Contenzioso

Colpevole il proprietario del giardino se il pensionato-giardiniere si infortuna

Condannato anche chi ha affidato l’incarico in quanto non hanno valutato l’idoneità tecnico-professionale del lavoratore

di Marcello Bonomo ed Enrico D’Onofrio

Con la sentenza 10089/2023, la quarta sezione penale della Corte di cassazione ha rilevato, ai fini civili, la responsabilità per lesioni personali colpose gravissime, con violazione delle norme per la prevenzione degli infortuni sul lavoro, in capo al proprietario di un'abitazione con giardino e al soggetto che materialmente ha affidato l'incarico di potatura di un albero alto circa 10 metri a un lavoratore colpito dalla caduta di un ramo e rimasto gravemente ferito.

La responsabilità colposa è derivata dall'individuazione di un lavoratore (“culpa in eligendo”), effettuata in violazione dell'obbligo di verificarne preventivamente l'idoneità tecnico-professionale per l'effettuazione dei lavori di potatura, tenuto conto della loro pericolosità. In particolare, il proprietario e la persona che ha affidato l'incarico sono stati ritenuti responsabili per l'infortunio perché hanno scelto un lavoratore inadeguato, ossia un pensionato, assunto in nero, che svolgeva tali lavori avvalendosi di un camioncino, di scarponi, di tuta antinfortunistica e di sega elettrica, senza verificarne previamente l'idoneità tecnico-professionale per l'intervento, anche rispetto alla sua pericolosità.

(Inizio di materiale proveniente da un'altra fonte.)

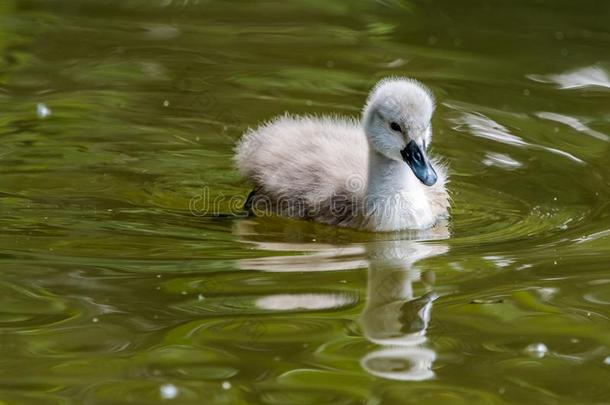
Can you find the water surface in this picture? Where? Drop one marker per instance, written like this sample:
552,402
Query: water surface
117,123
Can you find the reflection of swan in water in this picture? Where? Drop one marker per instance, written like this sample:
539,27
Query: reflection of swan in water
392,318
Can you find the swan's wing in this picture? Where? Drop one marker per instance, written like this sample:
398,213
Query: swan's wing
310,159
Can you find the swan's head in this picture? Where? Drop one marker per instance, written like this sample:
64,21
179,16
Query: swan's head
396,119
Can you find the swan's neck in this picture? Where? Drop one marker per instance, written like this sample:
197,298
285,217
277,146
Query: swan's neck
395,197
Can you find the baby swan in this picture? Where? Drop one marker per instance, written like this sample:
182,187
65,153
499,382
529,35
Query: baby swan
372,174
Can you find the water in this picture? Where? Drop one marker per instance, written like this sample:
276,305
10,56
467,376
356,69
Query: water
117,123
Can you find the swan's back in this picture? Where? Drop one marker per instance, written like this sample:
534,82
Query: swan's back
306,166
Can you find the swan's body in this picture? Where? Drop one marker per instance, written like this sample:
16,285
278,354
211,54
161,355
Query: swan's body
343,172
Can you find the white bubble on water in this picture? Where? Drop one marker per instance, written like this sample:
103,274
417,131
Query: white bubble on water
168,391
537,350
42,110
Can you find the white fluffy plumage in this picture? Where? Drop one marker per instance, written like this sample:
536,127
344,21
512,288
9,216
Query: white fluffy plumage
348,172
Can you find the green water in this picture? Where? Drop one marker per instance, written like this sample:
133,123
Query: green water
117,123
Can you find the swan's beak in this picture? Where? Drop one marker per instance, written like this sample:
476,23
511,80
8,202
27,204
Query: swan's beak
418,162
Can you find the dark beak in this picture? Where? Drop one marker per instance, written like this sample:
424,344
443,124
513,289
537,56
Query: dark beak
419,163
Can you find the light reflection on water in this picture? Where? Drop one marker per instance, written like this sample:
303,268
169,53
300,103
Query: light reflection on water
114,116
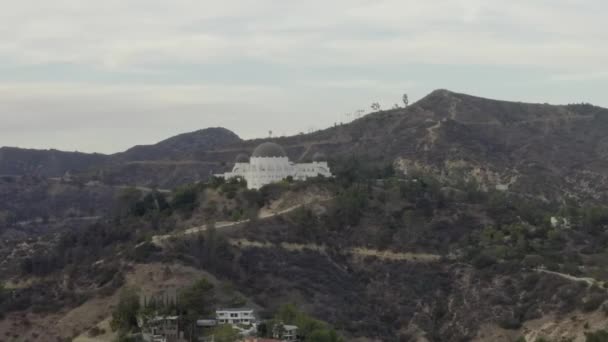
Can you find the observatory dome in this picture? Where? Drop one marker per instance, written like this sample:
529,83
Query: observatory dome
242,158
268,150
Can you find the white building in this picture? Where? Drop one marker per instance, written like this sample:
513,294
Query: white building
269,163
235,316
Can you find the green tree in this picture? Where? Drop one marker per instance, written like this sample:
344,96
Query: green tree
225,333
124,316
598,336
198,299
185,198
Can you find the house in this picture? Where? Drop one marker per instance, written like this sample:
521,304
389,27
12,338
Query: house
286,333
269,164
162,329
235,316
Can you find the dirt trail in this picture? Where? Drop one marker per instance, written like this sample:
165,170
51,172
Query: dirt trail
588,280
160,239
265,213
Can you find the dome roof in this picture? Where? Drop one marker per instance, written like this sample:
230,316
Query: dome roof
319,156
242,158
269,149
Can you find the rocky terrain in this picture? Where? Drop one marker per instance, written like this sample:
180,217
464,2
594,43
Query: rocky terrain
454,219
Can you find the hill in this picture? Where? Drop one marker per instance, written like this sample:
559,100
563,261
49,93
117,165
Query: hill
180,147
552,152
46,163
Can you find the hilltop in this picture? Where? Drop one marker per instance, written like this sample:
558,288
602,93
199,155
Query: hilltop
549,151
457,218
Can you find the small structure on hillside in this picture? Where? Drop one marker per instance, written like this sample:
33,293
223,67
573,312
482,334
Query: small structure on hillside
162,329
235,316
269,163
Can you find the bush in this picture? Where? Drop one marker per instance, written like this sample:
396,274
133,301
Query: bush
124,316
185,198
598,336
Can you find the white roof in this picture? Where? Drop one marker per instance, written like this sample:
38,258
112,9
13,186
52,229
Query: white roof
235,310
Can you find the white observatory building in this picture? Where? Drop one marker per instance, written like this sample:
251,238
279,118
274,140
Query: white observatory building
269,164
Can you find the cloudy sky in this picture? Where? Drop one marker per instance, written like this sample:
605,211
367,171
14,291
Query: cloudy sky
105,75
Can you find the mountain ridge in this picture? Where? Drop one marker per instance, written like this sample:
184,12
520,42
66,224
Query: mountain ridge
551,151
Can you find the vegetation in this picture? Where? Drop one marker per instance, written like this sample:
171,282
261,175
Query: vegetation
124,316
225,333
309,329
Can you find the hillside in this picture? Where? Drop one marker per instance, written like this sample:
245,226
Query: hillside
380,257
553,152
46,163
180,147
455,219
536,149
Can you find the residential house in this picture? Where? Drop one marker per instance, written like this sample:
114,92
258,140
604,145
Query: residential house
285,333
162,329
235,316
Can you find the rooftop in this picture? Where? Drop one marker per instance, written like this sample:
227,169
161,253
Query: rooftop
269,150
234,310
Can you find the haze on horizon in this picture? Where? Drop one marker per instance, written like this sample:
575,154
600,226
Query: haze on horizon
103,76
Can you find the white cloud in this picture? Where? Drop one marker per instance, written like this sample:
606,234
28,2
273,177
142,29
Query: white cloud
567,38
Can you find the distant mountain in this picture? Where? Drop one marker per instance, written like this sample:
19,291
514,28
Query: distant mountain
183,146
46,163
536,149
53,163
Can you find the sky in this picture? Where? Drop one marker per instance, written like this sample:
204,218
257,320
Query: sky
102,76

La Cassazione ha rilevato che il proprietario dell'abitazione e colui che ha affidato l'incarico dovevano essere qualificati come “committenti”, in base alla vigente normativa in materia di tutela della salute e della sicurezza nei luoghi di lavoro (Dlgs 81/2008) e, quindi, erano titolari di una specifica posizione di garanzia, a prescindere dalle concrete modalità con le quali si era verificato l'infortunio. Conseguentemente la Suprema corte – in accoglimento del ricorso della parte civile e cassando la sentenza di assoluzione di secondo grado – ha sottolineato che avrebbe dovuto essere percepita la palese prevedibilità del rischio e la pericolosità del lavoro da svolgersi in quota, senza l'uso di una piattaforma, da parte di un lavoratore sprovvisto di casco e di idonei sistemi di protezione, che utilizzava tecniche desuete.

Secondo la Corte, infatti, la sentenza d'appello non aveva adeguatamente vagliato la mancata presa di coscienza dei rischi connessi all'intervento, che assume imprescindibile rilievo ai fini della valutazione della sussistenza della culpa in eligendo; tale responsabilità colposa consegue al fatto che il lavoratore era privo di adeguata preparazione professionale e di idonea attrezzatura, nonché incapace di adottare una metodologia operativa consona alla prestazione richiestagli.

La decisione è destinata ad avere rilevanti conseguenze: qualora si decida di affidare a terzi dei lavori, anche presso la propria abitazione, è necessario interrogarsi sui rischi che possono presentare e in funzione di questi rivolgersi a soggetti competenti, muniti di un'adeguata preparazione professionale e di idonee attrezzature. Senza tale valutazione – che chiaramente comporta, in termini economici, l'onere di sostenere i maggiori costi richiesti dagli operatori più qualificati – è elevato il rischio di incorrere in rilevanti responsabilità civili e penali.